When we met two days later in the physical world for lunch she gave me a very stern look and said, say about your visit two nights ago, you don't need to be so rude next time! Lucky for me the next thing she did was burst out laughing!
I have a friend in Indiana who occassionally sees me there, she says I look solid to her. I have no memory of these visits.
Judy use to travel as a salesman, driving her car to across several states to visit customers. She said I suddenly appeared in the front passenger seat as she was on a long drive to a customer. She couldn't hear me, but could clearly see me. I was pointing out the window at one of those freeway exit signs, and indicating that she take should that exit. She saw no reason to exit the freeway, still 90 miles from her destination, and asked me, why?
She described that I pointed at her odometer, laughed like a fiend, and indicated that she should take the next freeway exit. She had the feeling I was telling her she needed to buy gasoline, but started arguing with me, saying she had plenty of gas, she was running late and couldn't afford to take the time to play games with me. She said at that point I was laughing like crazy, pointing at her odometer, and pointing at the approaching freeway exit.

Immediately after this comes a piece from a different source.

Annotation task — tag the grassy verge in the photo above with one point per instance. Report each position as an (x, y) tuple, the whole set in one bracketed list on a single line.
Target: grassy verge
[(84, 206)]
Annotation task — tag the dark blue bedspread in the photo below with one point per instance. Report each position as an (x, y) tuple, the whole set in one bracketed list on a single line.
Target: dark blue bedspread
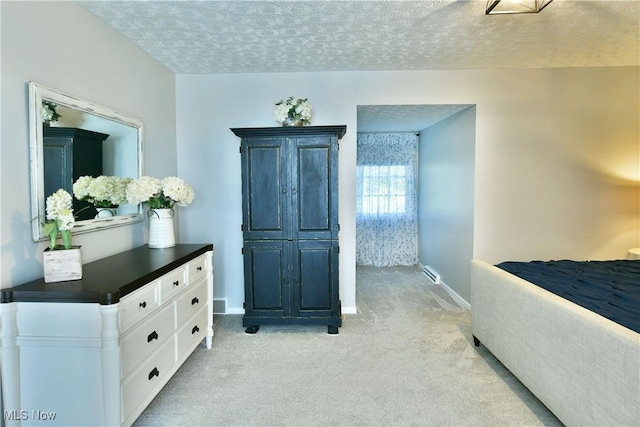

Judy's car has one of those gizmos that tells you how many miles you have left based on the amount of gas in the tank and the car's average mileage. But, as she pointed out, all good salesmen have papers laying everywhere in their car, including covering the speedometer, and in her case, covering the gizmo.
She said I became really insistant that she exit the freeway, but she was so certain she had plenty of gas for the rest of her trip that she moved those papers to prove it to me. It was then that she saw the gizmo said she had 40 miles of gas left, and just in the nick of time she swerved across two lanes of freeway to take the exit.
At that point I, according to Judy, was laughing so hard I was doubled over holding me belly. As she pulled up to the gas station I smiled at her and disappeared.
Later, when she called to tell me about all this she said she was glad it happened. Evidently she was driving through a stretch of pretty desolate country and the exit she took was the last one for 60 miles. My visit saved her from being really late, out of gas and miles from the nearest gas station.